The ugly truth is that Kerry has said far viler things about his fellow Americans than he ever has about those currently beheading and frying Christians.
Someone once suggested that people get the government they deserve. If true, imagine what that says about us.
In other news, when Stephen Hawking recently decided to boycott an Israeli conference as a way to display his sympathies with the so-called Palestinians, some people wondered how such a brilliant fellow can also be a Jew-hater. How, they muse, can such a brainy chap align himself not only with those who elected Hamas to govern them, but to spit on those who invented the miraculous microchip that allows him to speak?
The answer is that brilliance in one area – outer space in this case – doesn’t mean that one can’t be a nincompoop in every other area.
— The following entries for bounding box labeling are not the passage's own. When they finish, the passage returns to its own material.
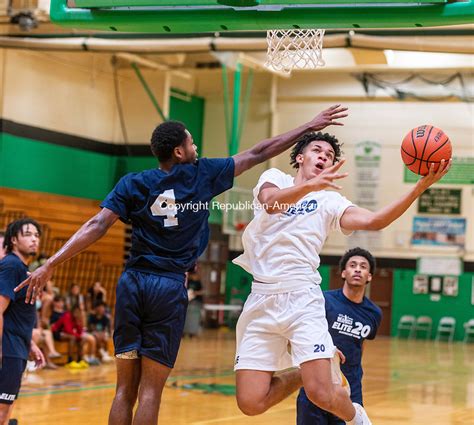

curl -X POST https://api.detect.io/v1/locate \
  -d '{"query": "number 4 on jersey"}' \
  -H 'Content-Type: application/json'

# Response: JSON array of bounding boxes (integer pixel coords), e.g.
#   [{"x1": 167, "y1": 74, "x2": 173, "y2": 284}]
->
[{"x1": 150, "y1": 189, "x2": 178, "y2": 227}]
Brilliance is a nice gift, but it’s really no substitute for wisdom and commonsense.
Hawking’s decision also highlights the fact that the two places where you can’t swing a cat without hitting an anti-Semite are the Middle East and among the English intelligentsia.
What I find most startling about this state of affairs isn’t that the likes of Hawking, Vanessa Redgrave, Emma Thompson and Alan Rickman, to name but a few, hate Jews. In England, as in most of the European nations, hating Jews is what passes for tradition. Sometimes, I even suspect it’s the only exercise they get. The real mystery is that in doing so, they feel the need to identify themselves with the backward savages who subjugate women and homosexuals, do everything in their power to stifle free speech and religious freedom, and, with rather delicious irony, happen to openly despise science, arts and entertainment, and those who are so engaged.
Finally, I am passing along something that has gone viral, but you may have missed it. It is rumored that Pete Carroll, the coach of the Seattle Seahawks, is apparently ready to sign on as a special consultant to Pope Francis.
It seems the Pope wishes to recruit Carroll to be an envoy for the Vatican because he is the first man in history who, on Sunday, February 1st, 2015, caused 100 million people to jump up and yell “Jesus Christ!” in unison.